Autograd in Neural Transfer

Hey guys,

I’m trying to translate a neural transfer code in Torch7 to PyTorch, and I’m confused about the custom loss layer in Torch and PyTorch.

in Torch7, I can understand the ContentLoss:updateOutput(input), but the ContentLoss:updateGradInput(input, gradOutput) made me confused.

function ContentLoss:updateGradInput(input, gradOutput)
  if self.mode == 'loss' then
    if input:nElement() == self.target:nElement() then
      self.gradInput = self.crit:backward(input, self.target)
    end
    if self.normalize then
      self.gradInput:div(torch.norm(self.gradInput, 1) + 1e-8)
    end
    self.gradInput:mul(self.strength)
    self.gradInput:add(gradOutput)
  else
    self.gradInput:resizeAs(gradOutput):copy(gradOutput)
  end
  return self.gradInput
end

In PyTorch, I didn’t see this one self.gradInput:div(torch.norm(self.gradInput, 1) + 1e-8), which is in Torch version.

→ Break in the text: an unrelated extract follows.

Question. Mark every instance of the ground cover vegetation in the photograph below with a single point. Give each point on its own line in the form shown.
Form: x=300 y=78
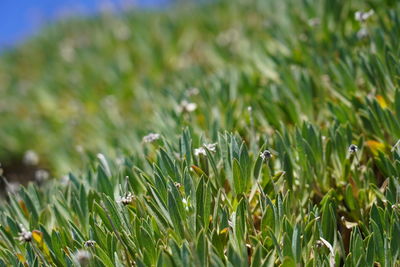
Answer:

and also if I want to insert some code/operations in ContentLoss:updateGradInput(input, gradOutput), how can I do this in PyTorch?

thanks

ref:
neural transfer in Torch: https://github.com/jcjohnson/neural-style/blob/master/neural_style.lua#L472
neural transfer in PyTorch: http://pytorch.org/tutorials/advanced/neural_style_tutorial.html#pytorch-implementation

Hi,

The main difference with Torch7 and PyTorch is that the old one does not have autograd, so you have to write the backward pass for everything. This is not true in pytorch: when working with nn.Modules, you only need to implement the forward (called updateOutput in Torch7).